Navarrete liked the prospect in her adolescence of providing a biblical education to all people in order to bring them closer to Christ. Navarrete later founded a religious congregation in 1903 and the Franciscan Observants Bishop of Aguascalientes José María de Jesús Portugal Serrato approved the order's constitution while also entrusting her to open a school. The bishop provided the order houses to use in addition to furniture and materials; this school was constructed in a short time and was opened on 4 January 1904. Bishop Serrato later provided diocesan canonical approval for her order on 12 July 1904 while the order received papal approval from Pope John XXIII some decades later on 8 November 1962.

In her time heading her religious congregation she founded 51 schools and missions in total in both Mexico (47) and the United States (4) for the secular and religious education for children. Navarrete travelled to the state of Texas for the first time at the invitation of her home diocese in order to begin establishing schools and missions there; this was her first ever visit to the United States. It was in rural Kingsville in 1916 that she founded a convent for her nuns.

Navarrete died due to an illness that she suffered for some time on 21 November 1974 in Toluca; doctors had prescribed incorrect treatments that compounded her pain and suffering though she bore it with patience and did not complain about the inadequate treatment.
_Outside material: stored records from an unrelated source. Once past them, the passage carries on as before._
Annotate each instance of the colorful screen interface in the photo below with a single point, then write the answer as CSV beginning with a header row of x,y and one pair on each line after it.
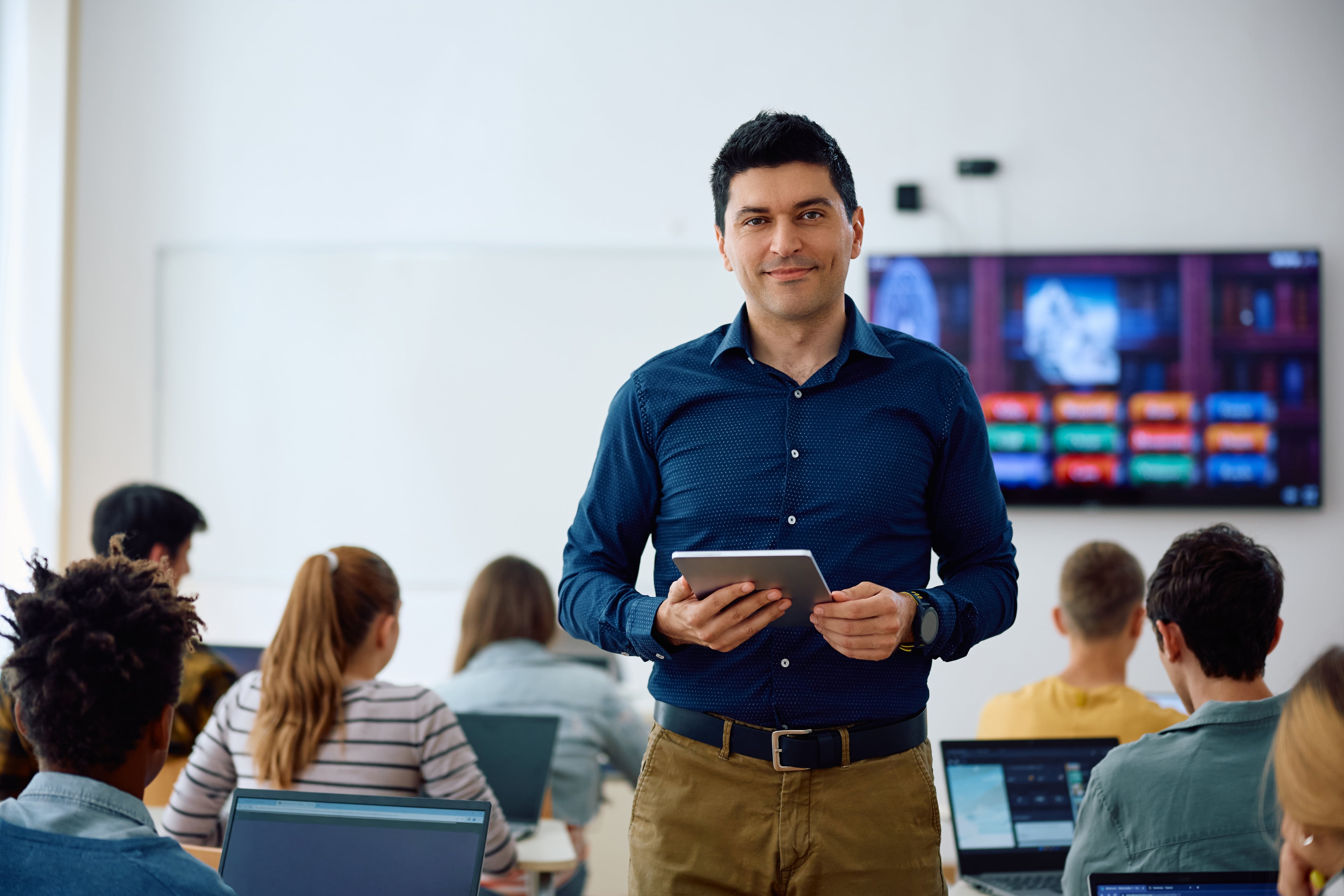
x,y
1129,379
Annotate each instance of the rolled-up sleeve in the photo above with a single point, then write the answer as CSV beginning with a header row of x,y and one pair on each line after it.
x,y
599,601
971,534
Sister Maximina Cruz was present at her bedside during her final hour and had nursed her during her long illness. Her remains are interred in a chapel in Aguascalientes.

==Beatification process==
The beatification process commenced on 1 March 1985 once the Congregation for the Causes of Saints issued the official "nihil obstat" decree (meaning no objections) and titled Navarrete as a Servant of God; the diocesan process was held in the Aguascalientes diocese from 30 June 1985 until 21 August 1992 at which point all documentation was sent to C.C.S. officials in Rome for additional investigation. The C.C.S. later validated this process on 6 March 1993 and later received the Positio dossier from the postulation in 1997 to assess it.

Nine theologians confirmed the cause after having reviewed the dossier on 19 December 2003 as did the C.C.S. members some months later on 4 May 2004. Navarrete became titled as Venerable on 22 June 2004 after Pope John Paul II confirmed that the late religious had lived a model Christian life of heroic virtue.

Navarrete's beatification depends upon papal confirmation of a miracle attributed to her intercession; it is often a healing that medicine and science fail to explain. One such case was investigated and sent to authorities in Rome for further medical and theological assessment and after the diocesan process of investigation received C.C.S. validation on 8 June 2017.

The current postulator for this cause is the Discalced Carmelite priest Romano Gambalunga.

===Failed miracle===
The cause stalled on 3 March 2005 after medical experts disproved a potential miracle that had been submitted to them after deeming a scientific explanation for the healing recorded. The C.C.S. had validated the case on 19 November 2009 and had sent it to the medical panel for evaluation.